Jesus warns the disciples in Mark 13:9-11 that they will face persecution and even violence—both in the religious centers as well as the government. Jesus informs them that they are witnessing for him when they do this, and the Holy Spirit will give them the words to say, and that the good news will be proclaimed to all nations.
We hear the voice of Jesus, the call to follow. We hear the voice of Jesus, the call to love our neighbor and to serve those in need around us, especially the oppressed and marginalized. We hear the voice of Jesus that calls us to speak out against violence and hate, racism and fear. We are his sheep, and we know his voice—his voices calls us to love our neighbor as ourselves, and it is not always popular. It sometimes leads us into dangerous situations. It sometimes causes people to hate us. Sometimes we make God into our own image, rather than finding the image of Christ in the faces of one another.
Call to Worship
We hear the voice of God calling,
“Love your neighbor as yourself.”
We feel the Spirit moving among us,
Moving us to acts of compassion and justice.
We know the love of Jesus,
We love because Christ first loved us.
Come, worship God together.
Come, let us serve our God, who calls us by name.

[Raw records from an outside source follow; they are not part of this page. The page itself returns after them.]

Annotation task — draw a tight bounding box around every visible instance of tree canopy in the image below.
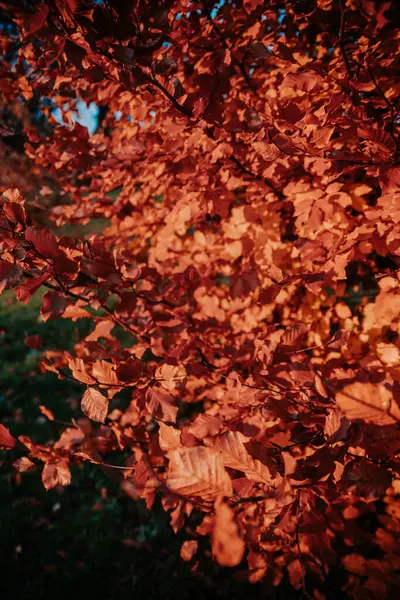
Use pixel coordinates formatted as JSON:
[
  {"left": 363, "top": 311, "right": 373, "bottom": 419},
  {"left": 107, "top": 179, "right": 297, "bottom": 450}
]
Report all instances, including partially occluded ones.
[{"left": 0, "top": 0, "right": 400, "bottom": 599}]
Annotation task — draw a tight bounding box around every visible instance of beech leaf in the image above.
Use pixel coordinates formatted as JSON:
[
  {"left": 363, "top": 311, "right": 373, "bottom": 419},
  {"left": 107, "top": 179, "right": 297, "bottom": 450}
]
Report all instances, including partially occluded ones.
[
  {"left": 167, "top": 446, "right": 233, "bottom": 500},
  {"left": 81, "top": 388, "right": 108, "bottom": 423}
]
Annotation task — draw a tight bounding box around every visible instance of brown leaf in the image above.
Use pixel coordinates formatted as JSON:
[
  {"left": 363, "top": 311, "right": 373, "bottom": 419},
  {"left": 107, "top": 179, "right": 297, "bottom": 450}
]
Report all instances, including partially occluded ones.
[
  {"left": 0, "top": 260, "right": 23, "bottom": 294},
  {"left": 207, "top": 431, "right": 273, "bottom": 485},
  {"left": 40, "top": 292, "right": 67, "bottom": 321},
  {"left": 280, "top": 71, "right": 320, "bottom": 92},
  {"left": 42, "top": 460, "right": 71, "bottom": 490},
  {"left": 81, "top": 388, "right": 108, "bottom": 423},
  {"left": 212, "top": 500, "right": 245, "bottom": 567},
  {"left": 335, "top": 382, "right": 400, "bottom": 425},
  {"left": 181, "top": 540, "right": 198, "bottom": 562},
  {"left": 68, "top": 358, "right": 96, "bottom": 385},
  {"left": 167, "top": 446, "right": 232, "bottom": 500},
  {"left": 158, "top": 422, "right": 182, "bottom": 452},
  {"left": 13, "top": 456, "right": 35, "bottom": 473},
  {"left": 92, "top": 360, "right": 118, "bottom": 385},
  {"left": 324, "top": 409, "right": 350, "bottom": 444},
  {"left": 25, "top": 227, "right": 58, "bottom": 258},
  {"left": 39, "top": 404, "right": 54, "bottom": 421},
  {"left": 0, "top": 423, "right": 17, "bottom": 449},
  {"left": 146, "top": 388, "right": 178, "bottom": 423}
]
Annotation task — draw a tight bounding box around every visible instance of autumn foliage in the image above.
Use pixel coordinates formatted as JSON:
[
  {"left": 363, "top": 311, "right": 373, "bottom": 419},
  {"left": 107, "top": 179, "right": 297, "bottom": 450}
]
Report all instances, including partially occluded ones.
[{"left": 0, "top": 0, "right": 400, "bottom": 599}]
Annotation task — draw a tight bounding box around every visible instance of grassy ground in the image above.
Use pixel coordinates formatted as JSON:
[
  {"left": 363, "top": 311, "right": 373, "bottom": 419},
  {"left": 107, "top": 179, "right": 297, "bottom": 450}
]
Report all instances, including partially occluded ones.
[{"left": 0, "top": 292, "right": 289, "bottom": 600}]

Prayer of Brokenness/Confession
Compassionate God, break us open when we have hardened our hearts. Break us open to reach out to those who are marginalized. Break us open to see injustice around us. Break us open to know our neighbors, those who live on the streets as well as comfortable houses; those who speak a different language as well as the tongue we know; the ones who believe differently as well as the ones who sit next to us as we worship You, our Creator, Redeemer and Sustainer. Amen.
Blessing/Assurance of Pardon
God is doing something new, and it is pushing through and breaking forth. Nothing can stop it, neither drought or flood, spring winds or late winter snow. God is breaking into our lives in a new way. Can you not feel it? Open yourself to what God is doing in our world, and in your life, and know that you are beloved by God. You are forgiven. Listen to God, and follow Jesus in the world. Amen.
*Director of our steps, You have called us forth into this world, called us into the movement for justice, and the dance of life. Help us to follow Your choreography, to know our part by heart, so that we can fully trust in Your work and be free to feel the music You have written, that is playing all around us. Partner with us, so that we know Your presence is beside us, in every moment, in every movement. Guide our lives; direct our steps; lead us in the dance of life. Amen.
*this prayer inspired by my husband’s love of dance.